Excuse me, did you not see the title? Clearly, this is not for you. I will kindly ask you to please stop reading.
Go on. You heard me. Go check Facebook. You’re probably missing out on a political rant by someone who dumped you in 8th grade. Good stuff.
Look, I don’t want to waste your time. This is a therapy blog, and all therapy blogs say the same stuff we already know. Be vulnerable. Shame this. Depression that. It’s tips and hacks, none of which anyone actually does, but reading them gives us a sense that we have somehow accomplished something. Plus, blogs occasionally provoke emotions. And emotions can lead people to do all kinds of things they regret. So, best to leave this post unread.
FINAL WARNING: DO NOT READ BEYOND THIS SENTENCE!
Why are you still here? Who clicks on a post titled Do Not Read This Post and reads half way through it, ignoring warning after warning?
Someone who doesn’t always do as they are told.
And I am glad I found you.
You may be thinking, “But I’m not a rebel. I don’t have tattoos or facial piercings. I don’t listen to angry music. I don’t go to protests. And to the best of my knowledge, I have never burned a bra or a draft notice.” The truth is, you haven’t done any of those things yet. And fashion choices and politically inspired undergarment burnings are not what makes someone a rebel. Those are outward expressions of something inside. A rebel is someone who challenges parts of the status quo believed to be oppressive in some way, with the hope of bringing about change.
And a wise rebel knows that rebellion begins within.

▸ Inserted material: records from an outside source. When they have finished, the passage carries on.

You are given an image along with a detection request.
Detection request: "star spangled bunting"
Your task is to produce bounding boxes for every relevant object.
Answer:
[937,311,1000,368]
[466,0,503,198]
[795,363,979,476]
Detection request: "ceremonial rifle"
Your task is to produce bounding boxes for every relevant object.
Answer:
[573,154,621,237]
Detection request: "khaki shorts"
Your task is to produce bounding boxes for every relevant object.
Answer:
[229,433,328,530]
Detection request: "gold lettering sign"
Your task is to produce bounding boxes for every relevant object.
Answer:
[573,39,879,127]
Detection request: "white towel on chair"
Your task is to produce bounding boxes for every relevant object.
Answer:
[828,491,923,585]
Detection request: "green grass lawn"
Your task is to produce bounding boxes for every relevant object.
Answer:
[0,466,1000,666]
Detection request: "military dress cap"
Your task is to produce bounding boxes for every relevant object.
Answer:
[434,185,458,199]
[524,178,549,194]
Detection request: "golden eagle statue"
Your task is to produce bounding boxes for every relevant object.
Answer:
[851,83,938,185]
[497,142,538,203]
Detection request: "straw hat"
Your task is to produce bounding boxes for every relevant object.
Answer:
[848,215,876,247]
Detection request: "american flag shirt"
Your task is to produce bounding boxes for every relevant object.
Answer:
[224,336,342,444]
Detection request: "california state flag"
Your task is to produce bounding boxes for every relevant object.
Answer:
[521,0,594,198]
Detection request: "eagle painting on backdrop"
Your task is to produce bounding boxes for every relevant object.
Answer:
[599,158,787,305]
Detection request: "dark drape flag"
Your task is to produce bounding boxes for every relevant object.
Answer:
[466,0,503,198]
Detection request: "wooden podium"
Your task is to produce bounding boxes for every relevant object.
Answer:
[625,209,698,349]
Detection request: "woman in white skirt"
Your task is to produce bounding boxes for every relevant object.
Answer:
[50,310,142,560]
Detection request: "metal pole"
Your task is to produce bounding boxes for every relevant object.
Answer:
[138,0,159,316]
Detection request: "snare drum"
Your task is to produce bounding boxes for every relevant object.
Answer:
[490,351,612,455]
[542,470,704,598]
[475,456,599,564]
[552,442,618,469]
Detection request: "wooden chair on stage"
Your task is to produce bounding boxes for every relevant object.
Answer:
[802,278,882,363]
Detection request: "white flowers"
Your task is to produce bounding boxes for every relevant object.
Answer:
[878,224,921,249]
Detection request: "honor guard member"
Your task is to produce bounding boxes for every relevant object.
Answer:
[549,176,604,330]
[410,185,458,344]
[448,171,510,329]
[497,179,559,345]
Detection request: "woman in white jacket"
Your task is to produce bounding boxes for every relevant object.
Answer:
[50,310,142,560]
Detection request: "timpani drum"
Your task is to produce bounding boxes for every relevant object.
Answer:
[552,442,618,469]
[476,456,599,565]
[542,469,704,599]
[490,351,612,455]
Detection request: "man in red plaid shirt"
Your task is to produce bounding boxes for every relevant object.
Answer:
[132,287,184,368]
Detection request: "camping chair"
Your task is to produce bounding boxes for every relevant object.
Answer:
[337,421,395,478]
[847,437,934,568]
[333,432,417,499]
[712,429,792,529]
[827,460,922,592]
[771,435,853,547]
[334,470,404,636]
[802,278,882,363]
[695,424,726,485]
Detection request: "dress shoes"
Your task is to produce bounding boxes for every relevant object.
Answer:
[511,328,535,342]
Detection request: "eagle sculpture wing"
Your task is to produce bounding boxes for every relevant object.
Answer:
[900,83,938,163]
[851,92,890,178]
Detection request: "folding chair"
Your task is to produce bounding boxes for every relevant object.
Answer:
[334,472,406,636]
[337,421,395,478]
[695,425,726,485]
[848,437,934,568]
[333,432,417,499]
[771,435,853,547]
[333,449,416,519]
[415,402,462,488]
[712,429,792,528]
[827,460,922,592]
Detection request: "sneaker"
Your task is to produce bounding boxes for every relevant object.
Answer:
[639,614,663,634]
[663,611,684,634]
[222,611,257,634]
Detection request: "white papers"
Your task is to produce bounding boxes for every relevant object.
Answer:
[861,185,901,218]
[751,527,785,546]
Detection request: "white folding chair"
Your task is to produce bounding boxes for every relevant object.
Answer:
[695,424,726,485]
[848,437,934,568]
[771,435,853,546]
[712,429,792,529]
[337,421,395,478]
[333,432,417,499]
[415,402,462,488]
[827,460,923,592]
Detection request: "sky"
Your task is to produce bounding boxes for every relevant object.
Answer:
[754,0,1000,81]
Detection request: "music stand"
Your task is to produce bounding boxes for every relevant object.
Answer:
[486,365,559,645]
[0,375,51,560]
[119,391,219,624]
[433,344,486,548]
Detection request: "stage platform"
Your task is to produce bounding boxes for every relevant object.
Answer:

We can’t grow without rebelling, and the first thing we must rebel against is ourselves or, rather, our ideas about who we are (“who I’m supposed to be”). We must challenge the status quo within. We often rebel against institutions, parents, authorities—but in therapy, we are often challenged to rebel against ourselves. Our past. Our assumptions. The voice in our own head that criticizes us based on outdated—and probably even false—criteria. In therapy, we rebel against our fear. And shame. We rebel against abandoning and avoiding ourselves. We rebel against sleepwalking through a shallow, distracted life. We rebel against who we should be and become who we want to be. In therapy, rebellion involves giving up certainty, going to the edges, stoking the embers, lighting the fire of your true self, and burning down your false self, undergarments and all.
Unfortunately, the voice inside the head is a ferocious oppressor, saying…
Don’t reflect on your life.
Don’t own your doubts.
Don’t challenge your own assumptions.
Don’t stoke the embers.
Don’t be your honest self.
Don’t be a disruptor.
Don’t love fiercely. Or humbly.
Give into fear.
Seek approval (especially from the person who dumped you in 8th grade).
Cling to certainty.
Aim for the middle.
Avoid the edges.
And avoid becoming who you really are. At all costs.
Every day you have a choice to do as you’re told or to challenge your oppressor. So let’s see what you’ve got, rebel.